During the chaotic and fierce fighting in the early days of the campaign, Malone's admiration for his men grew exponentially. He wrote in his diary, "My men are wonderful. The world never saw better men or braver." These words exemplify his deep respect and unwavering dedication to his soldiers, whom he considered his extended family.
Quote from a letter written by Malone to his wife, at Te Papa.
As a battalion commander Malone was a demanding leader who consistently pushed his unit to be the best. During the Second Battle of Krithia, he took the initiative to guide another officer through the front lines, narrowly escaping a bullet himself. Malone's increasing disillusionment with his superior, Brigadier-General Francis Earl Johnston, stemmed from Johnston's poor planning and tactical decisions.
Lieutenant Colonel Malone's defining moment of moral courage came during the August Offensive at Gallipoli. After a failed attack on Chunuk Bair, Johnston ordered Malone and his battalion to repeat the suicidal assault. Malone refused, stating that he would not ask his men to commit suicide. He believed his battalion could capture Chunuk Bair under the cover of darkness. This decision displayed his unwavering commitment to the lives of his men.

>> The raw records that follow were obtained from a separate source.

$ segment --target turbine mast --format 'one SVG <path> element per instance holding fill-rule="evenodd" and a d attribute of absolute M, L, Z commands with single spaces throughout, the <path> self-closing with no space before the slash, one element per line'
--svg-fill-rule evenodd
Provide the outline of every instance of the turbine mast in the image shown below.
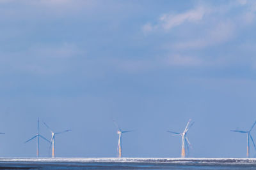
<path fill-rule="evenodd" d="M 184 158 L 186 157 L 186 151 L 185 151 L 185 136 L 183 134 L 181 135 L 181 138 L 182 138 L 181 157 Z"/>
<path fill-rule="evenodd" d="M 54 158 L 55 157 L 55 150 L 54 150 L 54 146 L 55 146 L 55 135 L 54 134 L 52 134 L 52 157 Z"/>
<path fill-rule="evenodd" d="M 36 155 L 39 157 L 39 118 L 37 118 L 37 146 Z"/>
<path fill-rule="evenodd" d="M 247 137 L 247 153 L 246 153 L 246 155 L 247 155 L 248 158 L 250 157 L 249 134 L 250 134 L 250 132 L 248 132 L 246 134 L 246 137 Z"/>
<path fill-rule="evenodd" d="M 122 134 L 119 134 L 119 139 L 118 139 L 118 157 L 122 157 Z"/>

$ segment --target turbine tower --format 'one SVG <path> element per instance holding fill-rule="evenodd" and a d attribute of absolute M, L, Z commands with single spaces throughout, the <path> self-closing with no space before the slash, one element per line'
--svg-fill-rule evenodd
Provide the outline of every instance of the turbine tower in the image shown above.
<path fill-rule="evenodd" d="M 250 130 L 248 131 L 239 131 L 239 130 L 231 130 L 230 131 L 231 132 L 246 134 L 246 139 L 247 139 L 247 153 L 246 153 L 246 156 L 247 156 L 248 158 L 250 157 L 250 139 L 251 139 L 251 141 L 252 141 L 252 143 L 253 144 L 254 148 L 256 150 L 255 144 L 253 139 L 252 138 L 252 135 L 250 134 L 252 129 L 254 127 L 255 124 L 256 124 L 256 121 L 252 125 L 251 129 L 250 129 Z"/>
<path fill-rule="evenodd" d="M 56 134 L 61 134 L 61 133 L 64 133 L 64 132 L 69 132 L 71 131 L 70 129 L 68 129 L 68 130 L 65 130 L 64 131 L 60 132 L 54 132 L 49 127 L 49 125 L 47 125 L 45 122 L 44 122 L 44 125 L 46 126 L 47 128 L 48 128 L 49 130 L 50 130 L 51 132 L 52 133 L 52 138 L 51 139 L 51 144 L 50 144 L 50 148 L 51 146 L 52 146 L 52 157 L 55 157 L 55 150 L 54 150 L 54 148 L 55 148 L 55 136 Z"/>
<path fill-rule="evenodd" d="M 34 136 L 33 137 L 32 137 L 31 138 L 30 138 L 29 139 L 28 139 L 28 141 L 26 141 L 26 142 L 24 142 L 24 143 L 26 143 L 27 142 L 30 141 L 31 140 L 33 140 L 33 139 L 35 139 L 35 138 L 37 138 L 37 143 L 36 143 L 36 156 L 38 157 L 39 157 L 39 138 L 42 138 L 43 139 L 45 140 L 46 141 L 50 143 L 50 141 L 46 139 L 45 138 L 44 138 L 44 136 L 42 136 L 42 135 L 40 135 L 39 134 L 39 118 L 37 118 L 37 133 L 36 134 L 35 136 Z"/>
<path fill-rule="evenodd" d="M 118 143 L 117 145 L 117 152 L 118 154 L 118 157 L 120 158 L 122 157 L 122 134 L 123 133 L 126 133 L 126 132 L 132 132 L 134 131 L 122 131 L 121 130 L 120 128 L 119 128 L 118 124 L 116 124 L 116 122 L 113 121 L 115 125 L 117 127 L 117 134 L 118 134 Z"/>
<path fill-rule="evenodd" d="M 186 126 L 185 130 L 183 132 L 178 133 L 178 132 L 175 132 L 170 131 L 167 131 L 168 132 L 173 134 L 173 136 L 181 136 L 181 157 L 186 157 L 186 156 L 188 155 L 187 152 L 188 152 L 189 146 L 191 145 L 190 142 L 188 140 L 188 137 L 186 136 L 188 131 L 194 124 L 194 122 L 193 122 L 189 125 L 191 121 L 191 119 L 189 119 L 189 120 L 188 121 L 188 122 L 187 124 L 187 125 Z"/>

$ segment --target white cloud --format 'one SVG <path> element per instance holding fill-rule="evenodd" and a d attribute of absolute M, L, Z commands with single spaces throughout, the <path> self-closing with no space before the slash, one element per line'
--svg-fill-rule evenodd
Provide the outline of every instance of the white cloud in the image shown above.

Lieutenant-Colonel Malone's Wellington Battalion captures Chunuk Bair 8 August 1915.
Under Malone's leadership, the Wellington Battalion successfully captured Chunuk Bair, but their position was soon subjected to fierce Ottoman counterattacks. Malone fought tirelessly alongside his men, leading bayonet charges when their position was gravely threatened. Even when armed only with an entrenching tool, he displayed tremendous courage and inspired his troops through his words and actions. Despite their valiant efforts, Malone and his small headquarters team were eventually overwhelmed.
Lieutenant Colonel William George Malone was killed on August 8, 1915, by friendly fire while defending Chunuk Bair. His death marked the loss of a great leader and the decimation of the Wellington Battalion. Initially, Malone's achievements were overshadowed by criticisms of his defensive arrangements during the battle. However, subsequent studies have refuted these claims, attributing the failure to higher command decisions.
Malone Memorial Gates in Stratford.
Malone's legacy lives on through the Malone Memorial Gates in Stratford, one of New Zealand's largest war memorials dedicated to an individual soldier. His story was also immortalized in Maurice Shadbolt's play "Once on Chunuk Bair" and its subsequent film adaptation, "Chunuk Bair."
Lieutenant Colonel William George Malone's unwavering courage and selflessness in the face of danger distinguish him as a true hero and a great New Zealander. His unwavering dedication to his men and his act of moral courage at Chunuk Bair embody the true essence of leadership and heroism. From his early career in law and farming to his exceptional leadership on the battlefields of Gallipoli, Malone's life represents the sacrifices made by countless individuals who fought for their country. Today, we honor his memory and remember the indomitable spirit of those who fought alongside him, forever grateful for their unwavering dedication and bravery.
Lieutenant Colonel William Malone's statue stands tall on Broadway South. It faces Mt Taranaki, topped in his signature lemon squeezer hat.